The RTX 5090 Is Here: Serve 65,000+ Tokens Per Second on RunPod
Blog post from RunPod
RunPod has introduced access to the NVIDIA RTX 5090 GPU, offering powerful performance for real-time language model inference with impressive throughput and memory capacity suitable for small and mid-sized AI models. This next-generation GPU supports high-concurrency deployments like chatbots and inference APIs, delivering substantial performance gains, as demonstrated by internal benchmarks where models such as Qwen2-0.5B achieved significant throughput improvements. Utilizing vLLM, a high-performance inference engine, the RTX 5090 efficiently manages large-batch and low-latency workloads, with VRAM usage indicating full memory capacity utilization. The benchmarks showed that even with high concurrency, efficiency remained stable, making the RTX 5090 an advantageous choice for scalable production endpoints.

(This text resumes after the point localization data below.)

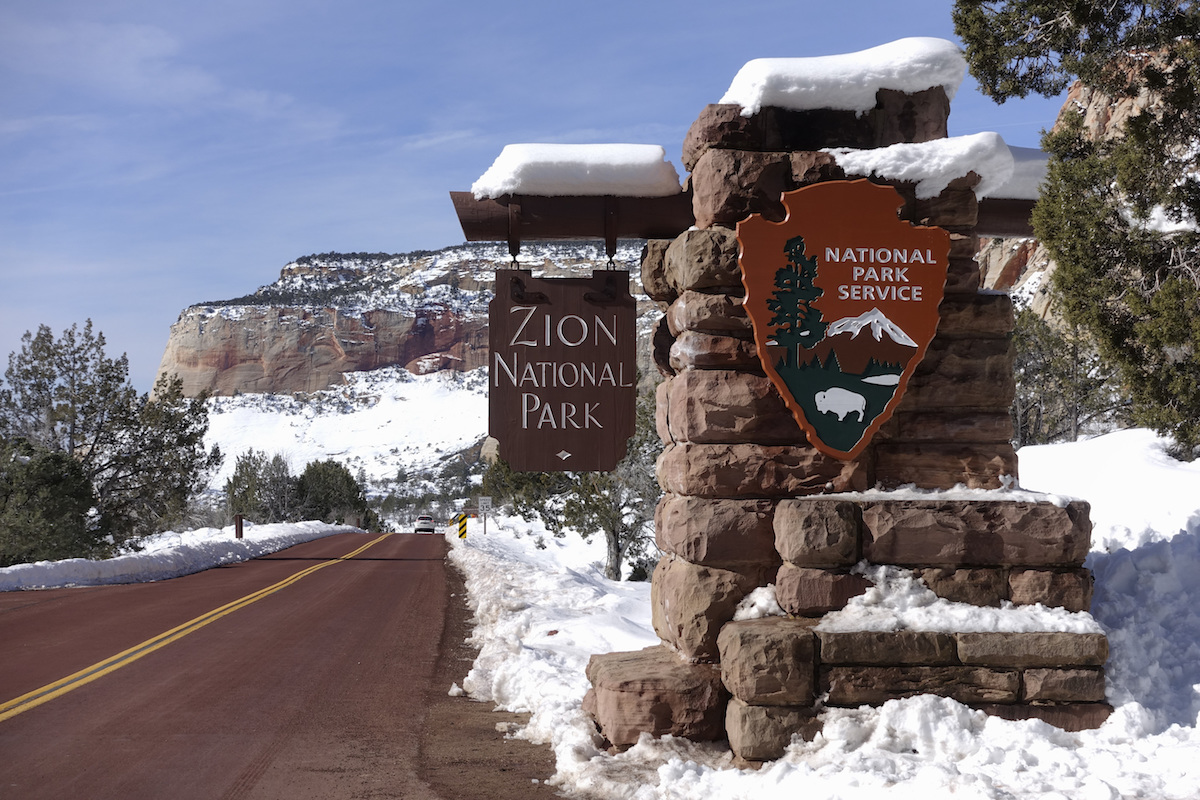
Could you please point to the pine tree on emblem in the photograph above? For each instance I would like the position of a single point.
(796, 322)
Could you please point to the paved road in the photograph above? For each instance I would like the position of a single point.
(315, 685)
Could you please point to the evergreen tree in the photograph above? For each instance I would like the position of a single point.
(797, 323)
(142, 455)
(621, 504)
(328, 491)
(1063, 388)
(618, 504)
(1119, 215)
(45, 504)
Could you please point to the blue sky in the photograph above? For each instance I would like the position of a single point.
(159, 154)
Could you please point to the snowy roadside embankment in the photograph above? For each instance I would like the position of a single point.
(167, 555)
(540, 613)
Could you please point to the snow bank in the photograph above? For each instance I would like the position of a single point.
(847, 82)
(167, 555)
(541, 612)
(579, 169)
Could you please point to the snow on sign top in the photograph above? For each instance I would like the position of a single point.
(579, 169)
(849, 82)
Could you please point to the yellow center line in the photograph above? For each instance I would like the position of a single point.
(59, 687)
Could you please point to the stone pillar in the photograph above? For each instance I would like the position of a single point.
(749, 503)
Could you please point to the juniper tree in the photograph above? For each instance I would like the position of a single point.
(1119, 212)
(142, 455)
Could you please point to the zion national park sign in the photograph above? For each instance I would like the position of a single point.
(844, 299)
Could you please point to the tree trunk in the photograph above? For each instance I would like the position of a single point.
(612, 563)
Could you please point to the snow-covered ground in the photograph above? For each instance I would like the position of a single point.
(543, 608)
(379, 421)
(540, 613)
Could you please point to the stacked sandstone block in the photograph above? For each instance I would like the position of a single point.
(749, 503)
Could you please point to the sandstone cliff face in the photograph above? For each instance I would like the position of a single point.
(289, 349)
(1023, 266)
(331, 314)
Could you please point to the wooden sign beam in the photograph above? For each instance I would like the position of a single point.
(516, 218)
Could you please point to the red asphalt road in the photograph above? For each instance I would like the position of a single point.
(315, 691)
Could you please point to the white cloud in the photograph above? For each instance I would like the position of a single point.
(135, 64)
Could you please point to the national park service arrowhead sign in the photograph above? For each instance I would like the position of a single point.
(844, 299)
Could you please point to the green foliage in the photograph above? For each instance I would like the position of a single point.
(1128, 281)
(618, 504)
(142, 455)
(1063, 388)
(1015, 47)
(329, 491)
(45, 503)
(263, 488)
(798, 320)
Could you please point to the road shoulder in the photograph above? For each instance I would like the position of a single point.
(465, 753)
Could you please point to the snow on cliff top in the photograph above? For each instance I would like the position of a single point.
(571, 169)
(847, 82)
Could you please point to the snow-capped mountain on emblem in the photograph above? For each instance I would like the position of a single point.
(874, 319)
(841, 254)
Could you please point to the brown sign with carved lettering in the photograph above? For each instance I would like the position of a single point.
(844, 300)
(562, 384)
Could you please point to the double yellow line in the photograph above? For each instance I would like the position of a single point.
(59, 687)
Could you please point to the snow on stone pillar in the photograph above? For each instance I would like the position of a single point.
(750, 503)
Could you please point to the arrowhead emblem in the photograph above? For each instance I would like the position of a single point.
(844, 299)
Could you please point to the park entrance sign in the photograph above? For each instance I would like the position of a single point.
(844, 299)
(562, 390)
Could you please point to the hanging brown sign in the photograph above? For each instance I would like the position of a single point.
(844, 299)
(563, 370)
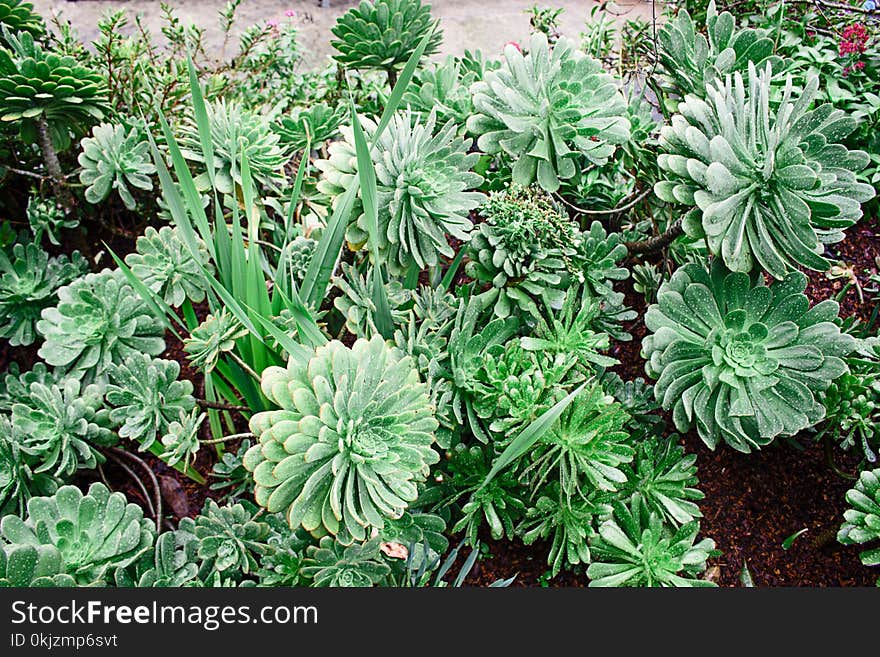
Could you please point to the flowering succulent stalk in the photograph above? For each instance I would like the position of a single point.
(771, 184)
(28, 283)
(549, 110)
(742, 361)
(352, 439)
(99, 320)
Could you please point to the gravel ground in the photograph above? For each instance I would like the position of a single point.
(467, 24)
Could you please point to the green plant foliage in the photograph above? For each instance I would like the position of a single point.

The GPU also provides flexibility for scaling up to larger models or hosting multiple models simultaneously, offering a cost-effective solution for high-volume inference needs, potentially reducing costs per request and benefiting both startups and large-scale deployments. The RTX 5090 is now available on RunPod for on-demand and containerized workloads, enabling users to quickly deploy their models using prebuilt templates or custom setups.